France

« On a le droit d’en avoir marre de nos enfants » : des parents réclament des vacances sans enfants.

87 % des parents veulent partir en vacances avec leurs enfants, mais 84 % rêveraient simplement d’avoir quelques heures pour eux chaque jour. Près de deux mères sur trois (62 %) estiment que les vacances avec leurs enfants ne sont pas vraiment reposantes, contre un père sur deux (50 %).


Partir en vacances en famille, c’est une envie partagée par de nombreux parents, mais à quel coût pour eux ? Un sondage réalisé par OpinionWay pour WelcomeFamily, auprès de 727 parents d’enfants de moins de 15 ans, met en lumière une incongruité : 87 % des parents souhaitent partir en vacances avec leurs enfants, mais 84 % aspirent simplement à avoir quelques heures de répit chaque jour. Près de deux mères sur trois (62 %) jugent que les vacances en famille ne sont pas véritablement reposantes, tandis qu’un père sur deux (50 %) partage ce sentiment. Pour éclairer ces constats, notamment en ce qui concerne la culpabilité que peuvent ressentir certains parents à l’idée de confier leurs enfants à des grands-parents, en colonie ou dans un mini-club, 20 Minutes a interrogé le psychanalyste Michael Stora.

Michael Stora souligne que cette difficulté à trouver du temps pour soi trouve en partie son origine dans l’évolution du regard que l’on porte sur l’enfant. Il fait référence à l’héritage de Françoise Dolto, qui a souligné l’importance de considérer l’enfant comme « une personne à part entière », mais dont les enseignements ont parfois été mal compris. Selon lui, « il y a eu une sorte de confusion entre être attentif à ce que dit un enfant et le fait de se dire que ça ne faisait que renforcer cette forme de toute puissance infantile ». Le résultat est que « nous recevons des parents épuisés parce qu’ils n’ont jamais l’impression d’être à la hauteur ».

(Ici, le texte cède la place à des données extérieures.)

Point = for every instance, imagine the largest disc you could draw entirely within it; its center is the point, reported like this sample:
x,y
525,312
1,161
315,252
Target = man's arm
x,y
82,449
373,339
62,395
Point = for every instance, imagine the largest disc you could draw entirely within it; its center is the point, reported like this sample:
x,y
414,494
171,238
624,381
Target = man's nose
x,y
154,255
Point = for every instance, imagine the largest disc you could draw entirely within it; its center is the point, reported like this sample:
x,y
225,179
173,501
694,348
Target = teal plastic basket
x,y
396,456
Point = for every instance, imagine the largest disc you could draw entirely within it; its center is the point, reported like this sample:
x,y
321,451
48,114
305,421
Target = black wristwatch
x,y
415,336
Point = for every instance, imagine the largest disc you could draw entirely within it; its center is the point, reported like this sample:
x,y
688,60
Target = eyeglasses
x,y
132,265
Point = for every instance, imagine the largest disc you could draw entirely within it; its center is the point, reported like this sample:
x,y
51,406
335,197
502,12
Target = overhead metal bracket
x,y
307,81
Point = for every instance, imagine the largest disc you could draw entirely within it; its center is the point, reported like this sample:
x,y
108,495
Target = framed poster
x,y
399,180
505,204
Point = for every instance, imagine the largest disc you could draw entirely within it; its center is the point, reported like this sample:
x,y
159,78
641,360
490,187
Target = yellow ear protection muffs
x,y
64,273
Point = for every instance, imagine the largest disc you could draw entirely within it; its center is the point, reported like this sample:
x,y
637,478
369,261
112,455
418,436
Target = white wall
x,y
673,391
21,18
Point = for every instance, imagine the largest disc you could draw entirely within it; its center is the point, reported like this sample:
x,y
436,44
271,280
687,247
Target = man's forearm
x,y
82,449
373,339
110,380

Selon le psychanalyste, cette pression est alimentée par l’essor de la « parentalité positive » et des réseaux sociaux, qui véhiculent de constantes injonctions sur ce qu’est un « bon parent ». Il évoque également la marchandisation de la parentalité, notant que « ce n’est pas innocent si la question de la parentalité est devenue un véritable business », avec d’un côté les partisans de la parentalité positive et de l’autre ceux qui prônent un retour à des méthodes plus strictes.

Face à cette « guidance parentale » en mode injonctif, Michael Stora met en avant une approche différente : le soutien à la parentalité, qui consiste à « interroger le parent dans sa propre histoire infantile ». Il reconnait que cette méthode est plus longue à déployer, car les parents, souvent en perte de confiance, viennent principalement chercher des solutions pratiques et immédiates.

Concernant les colonies, les grands-parents ou les clubs pour enfants, ces séparations estivales sont-elles bénéfiques pour les enfants ? Les choix des parents sont variés. Françoise, 53 ans, a souvent opté pour des séjours en clubs pour enfants, arguant que « cela assurait des vacances aussi pour les parents déjà en surchauffe toute l’année ». Franck, 43 ans, envoie ses filles en centre de loisirs quelques jours en juillet, mais il exclut de partir sans elles : « C’est surtout pour elles que l’on part. »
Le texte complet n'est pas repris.